Have you ever noticed that husbands and wives rarely call one another by their actual names?  Instead, they develop a store of pet names they use instead.  So, rather than, “Hey, Hank, bring me the rectal thermometer, will ya?” you might hear, “Snuggle-lumps, would you pass the salt, please?"

Pet names fall into one of three categories: Acceptable for Public Use; Marginal; and For Your Ears Only.  The Acceptable for Public Use list is, not surprisingly, short.  It includes dear, dearest, hon, honey and darling.  By definition, AfPU names can be used at any time, in any place, although a discreet husband or wife still probably wouldn’t ask the office receptionist to “get my honey on the line.”
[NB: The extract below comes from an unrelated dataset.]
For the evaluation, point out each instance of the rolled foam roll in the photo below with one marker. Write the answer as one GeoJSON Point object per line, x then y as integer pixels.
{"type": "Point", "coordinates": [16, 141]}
Marginal names are marginal mostly on account of being a little syrupy and a possible source of ridicule if heard by the wrong people.  Love, my love, sweetie-pie, pet, honey-pot, sweet pea, sugar, baby and jewel are all marginal in my book.  The irony of marginal pet names is that you don’t have to worry about your enemies hearing them.  It’s your friends who’ll give you flak about them.  Can you imagine the ribbing a man would get if his wife called him precious in front of his drinking buddies?  He’d have to buy a round—or five—to get them to shut up.  In fact, he probably couldn’t ply them with enough alcohol to get them to forget what they’d heard, and he might have to learn to answer to doll-face on his next hunting trip.  Guys are just that way.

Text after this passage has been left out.